Wed 04 Mar 2020

Broadening of right to be accompanied under discussion

It is being reported that the UK Government are considering allowing a wider category of representatives into disciplinary and grievance hearings.  

Currently workers can be accompanied to disciplinary and grievance hearings by a trade union representative or fellow worker.  The individual who is the subject of the disciplinary process does not need to be a member of the trade union to which the official that is accompanying him or her belongs, nor  does the trade union need to be one that is recognised by the employer.  However, it is probably safe to assume that a TU official is more likely to agree to represent the individual making the request if he or she is a member of their union. 

It is, of course, always open to the employer to agree to someone other than a TU rep or fellow worker attending, but they will not be in breach of the statutory right to be accompanied if they do not.  In some limited cases it may be a reasonable adjustment to let someone else attend, or there may be a broader contractual right, and in exceptional cases workers may be able to establish a right to legal representation as a result of the Human Rights Act 1998, if the hearing may have a significant bearing on their professional registration.  Aside from these narrow exceptions, generally speaking, the choice of companion is a limited one.

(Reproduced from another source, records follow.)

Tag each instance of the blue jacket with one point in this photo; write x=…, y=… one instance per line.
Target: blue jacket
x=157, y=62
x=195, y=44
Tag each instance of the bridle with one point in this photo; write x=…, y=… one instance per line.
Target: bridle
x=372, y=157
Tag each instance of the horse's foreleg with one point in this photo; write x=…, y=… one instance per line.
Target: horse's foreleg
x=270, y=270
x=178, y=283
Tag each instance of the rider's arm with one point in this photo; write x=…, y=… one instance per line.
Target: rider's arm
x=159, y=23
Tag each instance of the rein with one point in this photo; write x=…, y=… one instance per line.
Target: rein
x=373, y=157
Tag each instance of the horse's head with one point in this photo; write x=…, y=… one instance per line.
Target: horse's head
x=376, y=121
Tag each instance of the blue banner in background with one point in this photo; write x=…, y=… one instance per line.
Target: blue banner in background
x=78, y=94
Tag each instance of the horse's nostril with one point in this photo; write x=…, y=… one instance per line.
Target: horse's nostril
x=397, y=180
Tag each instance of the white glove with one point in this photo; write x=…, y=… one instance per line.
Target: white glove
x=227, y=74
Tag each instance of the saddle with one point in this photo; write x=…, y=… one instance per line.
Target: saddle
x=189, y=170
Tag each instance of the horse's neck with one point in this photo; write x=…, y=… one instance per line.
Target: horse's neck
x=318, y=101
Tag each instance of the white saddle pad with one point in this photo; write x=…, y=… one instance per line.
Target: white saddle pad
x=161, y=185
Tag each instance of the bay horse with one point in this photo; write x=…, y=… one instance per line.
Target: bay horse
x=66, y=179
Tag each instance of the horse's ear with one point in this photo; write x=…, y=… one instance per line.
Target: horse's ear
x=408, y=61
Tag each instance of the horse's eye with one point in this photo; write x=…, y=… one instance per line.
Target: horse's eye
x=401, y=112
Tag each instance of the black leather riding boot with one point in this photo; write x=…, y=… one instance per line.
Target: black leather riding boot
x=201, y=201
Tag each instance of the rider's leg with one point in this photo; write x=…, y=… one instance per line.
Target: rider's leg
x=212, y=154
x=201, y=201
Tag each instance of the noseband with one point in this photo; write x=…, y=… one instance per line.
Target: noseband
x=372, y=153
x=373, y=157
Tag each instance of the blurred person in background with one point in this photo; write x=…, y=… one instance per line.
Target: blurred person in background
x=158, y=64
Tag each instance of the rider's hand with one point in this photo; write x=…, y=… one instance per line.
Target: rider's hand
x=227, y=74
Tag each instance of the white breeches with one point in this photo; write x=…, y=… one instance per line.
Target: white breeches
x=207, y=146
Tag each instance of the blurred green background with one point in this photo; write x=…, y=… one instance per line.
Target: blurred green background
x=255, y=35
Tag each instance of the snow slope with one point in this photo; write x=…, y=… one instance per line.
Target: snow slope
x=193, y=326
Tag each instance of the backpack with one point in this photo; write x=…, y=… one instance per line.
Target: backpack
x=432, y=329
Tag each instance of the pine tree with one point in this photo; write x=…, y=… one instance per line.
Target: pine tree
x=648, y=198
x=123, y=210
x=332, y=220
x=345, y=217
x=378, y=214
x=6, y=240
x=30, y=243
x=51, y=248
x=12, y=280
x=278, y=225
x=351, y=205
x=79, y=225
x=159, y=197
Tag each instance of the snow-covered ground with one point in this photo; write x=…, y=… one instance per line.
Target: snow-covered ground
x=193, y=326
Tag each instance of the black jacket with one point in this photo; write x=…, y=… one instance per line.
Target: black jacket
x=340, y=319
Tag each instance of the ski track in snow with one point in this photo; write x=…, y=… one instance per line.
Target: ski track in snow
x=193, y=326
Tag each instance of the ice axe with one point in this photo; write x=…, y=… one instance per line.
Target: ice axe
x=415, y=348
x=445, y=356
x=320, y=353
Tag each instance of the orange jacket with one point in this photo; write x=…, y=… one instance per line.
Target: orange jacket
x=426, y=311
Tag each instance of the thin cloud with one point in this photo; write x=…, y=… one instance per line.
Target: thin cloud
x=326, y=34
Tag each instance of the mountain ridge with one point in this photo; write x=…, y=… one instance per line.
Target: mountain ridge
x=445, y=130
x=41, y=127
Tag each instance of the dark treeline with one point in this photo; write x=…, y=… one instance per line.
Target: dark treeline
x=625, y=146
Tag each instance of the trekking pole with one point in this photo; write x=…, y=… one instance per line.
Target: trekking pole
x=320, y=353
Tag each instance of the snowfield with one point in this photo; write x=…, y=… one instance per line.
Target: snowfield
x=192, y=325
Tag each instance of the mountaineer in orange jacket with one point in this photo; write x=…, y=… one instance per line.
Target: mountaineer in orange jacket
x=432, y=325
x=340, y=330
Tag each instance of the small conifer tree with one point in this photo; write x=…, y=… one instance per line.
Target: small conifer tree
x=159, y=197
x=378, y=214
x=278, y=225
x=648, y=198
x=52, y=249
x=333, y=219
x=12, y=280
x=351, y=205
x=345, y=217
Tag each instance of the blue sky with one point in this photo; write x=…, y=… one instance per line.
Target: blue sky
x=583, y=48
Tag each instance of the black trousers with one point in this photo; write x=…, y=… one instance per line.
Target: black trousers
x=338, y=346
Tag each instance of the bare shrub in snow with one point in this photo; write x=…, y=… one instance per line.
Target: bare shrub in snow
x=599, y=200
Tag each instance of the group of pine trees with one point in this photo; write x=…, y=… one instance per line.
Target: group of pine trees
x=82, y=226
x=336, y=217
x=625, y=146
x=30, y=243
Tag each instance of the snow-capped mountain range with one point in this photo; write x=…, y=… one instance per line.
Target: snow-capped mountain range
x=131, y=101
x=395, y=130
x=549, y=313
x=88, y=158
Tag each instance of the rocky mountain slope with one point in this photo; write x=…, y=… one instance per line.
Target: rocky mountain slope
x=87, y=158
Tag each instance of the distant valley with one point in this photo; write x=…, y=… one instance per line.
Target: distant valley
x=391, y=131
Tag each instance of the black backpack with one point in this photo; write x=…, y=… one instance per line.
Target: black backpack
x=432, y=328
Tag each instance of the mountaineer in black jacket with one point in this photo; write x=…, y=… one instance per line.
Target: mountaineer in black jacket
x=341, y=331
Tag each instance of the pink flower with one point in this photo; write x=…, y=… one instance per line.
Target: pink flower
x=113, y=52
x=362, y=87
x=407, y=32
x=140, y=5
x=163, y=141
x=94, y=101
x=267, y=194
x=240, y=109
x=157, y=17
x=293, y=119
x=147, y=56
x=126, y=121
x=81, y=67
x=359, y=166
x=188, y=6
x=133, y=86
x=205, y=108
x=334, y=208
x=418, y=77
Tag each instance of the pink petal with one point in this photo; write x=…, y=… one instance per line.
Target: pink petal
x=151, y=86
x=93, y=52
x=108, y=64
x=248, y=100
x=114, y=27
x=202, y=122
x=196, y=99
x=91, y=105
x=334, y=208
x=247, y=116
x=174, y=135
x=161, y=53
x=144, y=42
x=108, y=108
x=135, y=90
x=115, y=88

However, the Government are reportedly considering a change to the Employment Relations Act 1999 (which sets out the statutory right to be accompanied) to broaden the category of individuals who could accompany workers to disciplinary and grievance hearings.  This is being presented as a way of ensuring that non-union members have access to trained representation in the same way that their colleagues who are union members do.  According to a report in the Sunday Telegraph, employees would be able to choose to be accompanied by a lawyer, as well as a representative of a body other than a union.

The right to be accompanied is one way for trade unions to attract membership - arguably expanding the right beyond the sphere of unions could have an impact on the number of workers who choose to join in the future.  However, it remains to be seen exactly how, or indeed if, this proposal might be brought forward for consultation, given the controversy it is sure to generate from both employers and trade unions.